When I read Zac Bissonnette’s latest post on BloggingStocks.com, taking Citibank to task for commissioning college students to prey on their peers — it brought back memories.

My own naive student credit card application experience – for which I got a university t-shirt and a record on my credit report but no actual credit card — was similar. He was the cool guy with the red afro. These forms must be legitimate if he was hawking them. He was, after all, the fearless leader of the student section at all the university basketball games. Seriously — that was my thought pattern.

In retrospect, I have to wonder how the outgoing redhead came to be involved with the student credit card business. Bissonnette’s post sheds light on the possibilities, with Citibank now paying college-aged headhunters between $5 and $10 per college student they can convince to complete a student credit card application. Fast, easy and tempting cash for a broke kid.

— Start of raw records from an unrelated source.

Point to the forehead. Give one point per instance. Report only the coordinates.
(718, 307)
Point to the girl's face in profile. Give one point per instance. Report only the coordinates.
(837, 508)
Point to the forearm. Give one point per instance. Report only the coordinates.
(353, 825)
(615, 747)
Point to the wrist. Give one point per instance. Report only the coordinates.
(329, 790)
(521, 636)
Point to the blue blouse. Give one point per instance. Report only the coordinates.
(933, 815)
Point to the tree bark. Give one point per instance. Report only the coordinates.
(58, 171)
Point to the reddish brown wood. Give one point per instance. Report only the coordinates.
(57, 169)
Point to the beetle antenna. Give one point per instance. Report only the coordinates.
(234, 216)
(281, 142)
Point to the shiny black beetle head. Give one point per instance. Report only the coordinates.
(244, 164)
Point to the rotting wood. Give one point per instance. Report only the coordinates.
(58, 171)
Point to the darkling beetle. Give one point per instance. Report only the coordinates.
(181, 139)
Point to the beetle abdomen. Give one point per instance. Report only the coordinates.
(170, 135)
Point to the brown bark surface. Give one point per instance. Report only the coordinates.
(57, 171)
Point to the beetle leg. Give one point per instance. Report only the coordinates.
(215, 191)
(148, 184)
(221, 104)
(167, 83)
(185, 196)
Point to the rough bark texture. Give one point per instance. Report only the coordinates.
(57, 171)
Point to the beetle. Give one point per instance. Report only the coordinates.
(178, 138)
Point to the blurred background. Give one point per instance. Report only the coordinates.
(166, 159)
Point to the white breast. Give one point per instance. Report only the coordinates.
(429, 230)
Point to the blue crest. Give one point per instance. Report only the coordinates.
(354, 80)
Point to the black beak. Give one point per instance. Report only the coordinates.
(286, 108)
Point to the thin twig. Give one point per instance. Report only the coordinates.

I, like the many students profiled in the Business Week articles to which Bissonnette’s post refers, had no clue about consumer credit! Not till several years later did I even give the student credit card account a second thought. Thankfully, it still had a zero balance and I closed it with ease.

Not every college student is so fortunate to escape relatively unscathed. Business Week even profiled a teen claiming to have dropped out of college his sophomore year to pay down his $3,000 student credit card bill, tired of living in fear of creditors’ calls. The article states that college student credit card use has skyrocketed over the course of one generation, and gone from 67% in 1998 to 75% presently.

Warn the kids, everyone! Education on such matters need to start in high school, long before these naive consumers hit their 18th birthday. Teach responsible money management habits and the ins and outs of credit cards sooner rather than later so they aren’t taking away loads of consumer debt along with their diploma.